MacCann, R. G. (2008). A modification to Angoff and Bookmarking cutscores to account for the imperfect reliability of test scores. Educational and Psychological Measurement, 68, 197-214.

Abstract
It is shown that the Angoff and Bookmarking cutscores are examples of true score equating which, in the real world, must work with observed scores. In the context of defining minimal competency, the percentage ‘failed’ by such methods is a function of the length of the measuring instrument.  It is argued that this length is largely arbitrary, being heavily influenced by practical educational constraints. Hence there is an ambiguity or non-uniqueness about the percentage failed. An argument is advanced that the failure rate should reflect the percentage of true scores below the cutscore. A modification to the cutscore is derived, which achieves this outcome and simultaneously removes the non-uniqueness in the percent failed.

MacCann, R. G. (2004). Reliability as a function of the number of item options derived from the ‘knowledge or random guessing’ model. Psychometrika, 69, 147-157.

Abstract
For (0, 1) scored multiple-choice tests, a formula giving test reliability as a function of the number of item options is derived, assuming the “knowledge or random guessing model,” the parallelism of the new and old tests (apart from the guessing probability), and the assumptions of classical test theory. It is shown that the formula is a more general case of an equation by Lord, and reduces to Lord’s equation if the items are effectively parallel. Further, the formula is shown to be closely related to another formula derived from Lord’s randomly parallel tests model.

MacCann, R. G. (1990). Derivations of observed-score equating methods which cater to populations that differ in ability. Journal of Educational Statistics, 15, 146 – 170.

Abstract
For anchor test equating, three linear observed score methods are derived for populations selected to differ in ability. Version A uses the slope, intercept, and standard error of estimate assumptions of selection theory. Version B uses the slope and intercept assumptions and assumes that the equated tests (X, Y) are equally reliable and congeneric. Both employ the synthetic population. Version C requires similar assumptions to Version A but does not use the synthetic population. Each version requires that the correlations of the tests with the selection variable be known. Five further sets of assumptions are made for each model, yielding 15 methods, which are then related to existing equating methods in the literature.

MacCann, R. G. (2006). The equivalence of online and traditional testing for different subpopulations and item types. British Journal of Educational Technology, 37, 79-91.

Abstract
A trial of pen-and-paper and online modes of a computing skills test was conducted for volunteer students of ages 15–16 in New South Wales, Australia.
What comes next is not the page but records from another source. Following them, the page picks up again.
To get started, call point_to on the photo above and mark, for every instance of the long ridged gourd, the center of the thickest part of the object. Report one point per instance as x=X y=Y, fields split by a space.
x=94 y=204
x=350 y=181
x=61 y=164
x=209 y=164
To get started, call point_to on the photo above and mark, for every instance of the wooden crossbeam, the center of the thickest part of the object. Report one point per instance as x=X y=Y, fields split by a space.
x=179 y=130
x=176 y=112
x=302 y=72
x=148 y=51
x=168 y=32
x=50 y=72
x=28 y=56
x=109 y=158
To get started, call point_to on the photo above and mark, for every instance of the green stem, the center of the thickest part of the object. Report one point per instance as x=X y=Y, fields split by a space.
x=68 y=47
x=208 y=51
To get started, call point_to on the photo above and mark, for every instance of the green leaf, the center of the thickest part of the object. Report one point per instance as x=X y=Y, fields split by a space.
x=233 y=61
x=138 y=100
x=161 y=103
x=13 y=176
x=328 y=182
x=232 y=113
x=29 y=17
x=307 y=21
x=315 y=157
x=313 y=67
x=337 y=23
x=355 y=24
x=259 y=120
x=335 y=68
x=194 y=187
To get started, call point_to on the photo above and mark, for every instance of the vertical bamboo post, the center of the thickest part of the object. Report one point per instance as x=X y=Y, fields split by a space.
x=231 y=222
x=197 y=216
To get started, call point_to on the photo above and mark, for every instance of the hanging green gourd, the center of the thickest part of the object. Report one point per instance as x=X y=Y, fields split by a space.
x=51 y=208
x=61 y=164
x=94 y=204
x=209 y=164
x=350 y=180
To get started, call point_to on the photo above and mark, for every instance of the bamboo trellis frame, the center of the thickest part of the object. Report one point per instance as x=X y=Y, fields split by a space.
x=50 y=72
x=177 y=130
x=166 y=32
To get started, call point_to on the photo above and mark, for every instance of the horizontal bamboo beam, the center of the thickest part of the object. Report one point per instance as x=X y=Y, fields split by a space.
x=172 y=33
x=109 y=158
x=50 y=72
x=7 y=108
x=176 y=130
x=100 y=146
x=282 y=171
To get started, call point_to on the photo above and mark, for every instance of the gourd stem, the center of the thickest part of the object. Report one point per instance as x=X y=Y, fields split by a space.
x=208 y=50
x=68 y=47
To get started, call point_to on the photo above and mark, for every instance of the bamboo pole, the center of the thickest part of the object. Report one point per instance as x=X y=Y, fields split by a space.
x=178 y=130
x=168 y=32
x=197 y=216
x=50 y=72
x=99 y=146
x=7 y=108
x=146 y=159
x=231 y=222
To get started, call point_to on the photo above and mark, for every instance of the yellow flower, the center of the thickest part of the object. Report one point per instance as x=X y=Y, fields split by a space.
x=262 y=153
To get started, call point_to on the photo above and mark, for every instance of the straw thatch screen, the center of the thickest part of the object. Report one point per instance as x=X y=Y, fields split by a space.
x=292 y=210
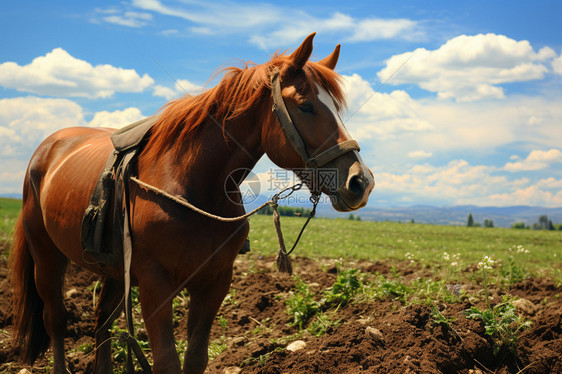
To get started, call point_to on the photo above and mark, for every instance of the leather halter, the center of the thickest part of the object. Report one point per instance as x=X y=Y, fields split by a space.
x=294 y=136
The tests comprised Matching, True/False and 4-option Multiple- Choice items. The aims were to determine whether gender, socioeconomic status (SES), or the type of item interacted with testing mode. No interactions were found for gender and item type, but the SES interaction was statistically significant. For low SES students, the online mode mean was 1 percent lower than the pen-and-paper mean, whereas high SES students had near equivalent means. These findings should be treated with caution as the groups in the study were self-selected, rather than random samples from the student population.
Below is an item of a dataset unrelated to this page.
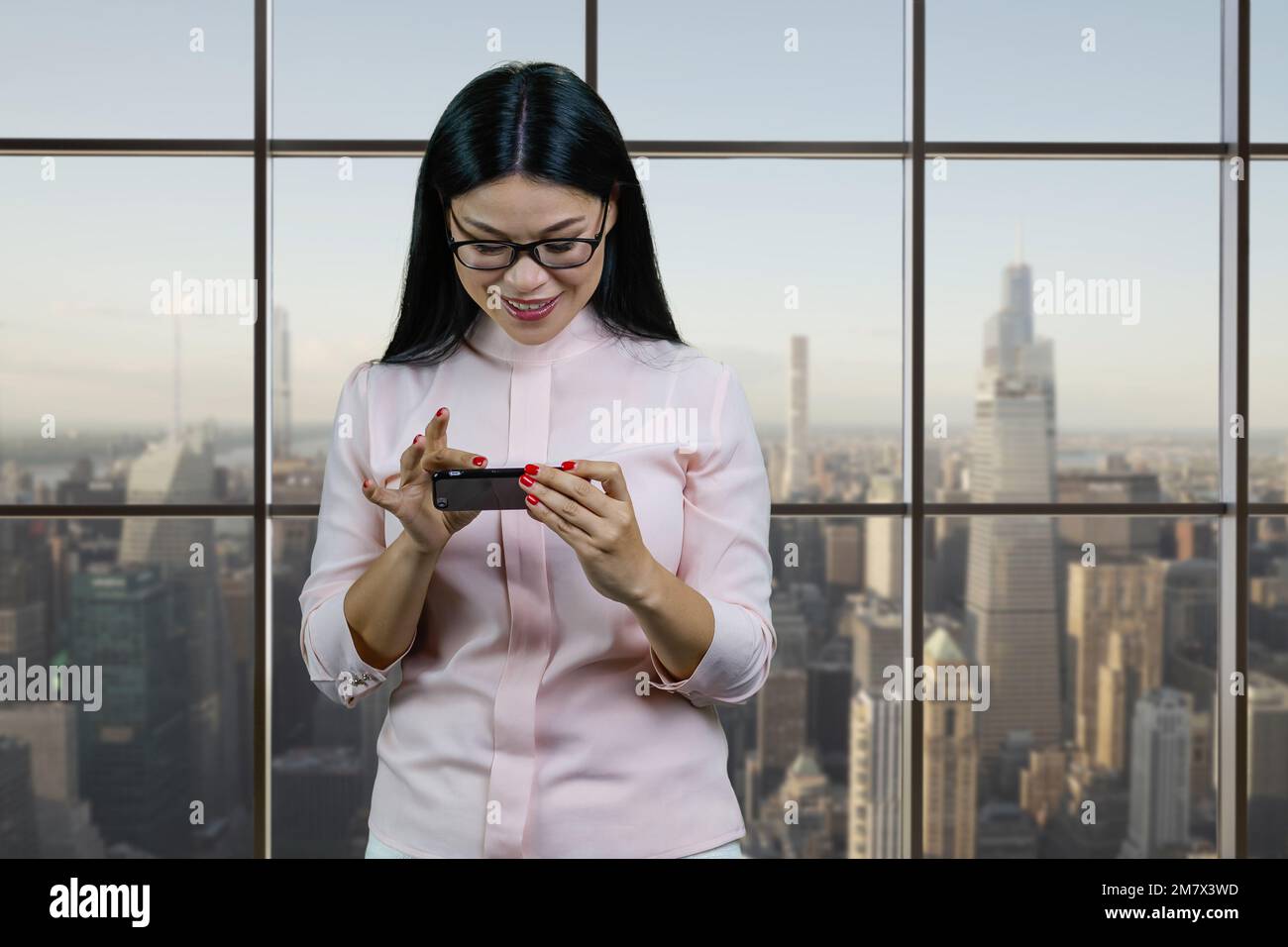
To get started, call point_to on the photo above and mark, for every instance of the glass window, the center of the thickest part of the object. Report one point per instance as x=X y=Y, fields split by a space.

MacCann, R. G. (1989). A derivation of Levine’s Formulae (for equating unequally reliable tests using random groups) without the assumption of parallelism. Educational and Psychological Measurement, 49, 53-58.

Abstract
Levine’s Equations for random groups and unequally reliable tests can be used to equate tests X and Y through performance on an anchor test, Z. Levine’s derivation assumed that all three tests were parallel in function, with X and Y of different lengths. It is shown that the parallelism requirement is unnecessary, as it is sufficient to assume only that X and Y are congeneric, an assumption that is itself implicit in the definition of linear test equating.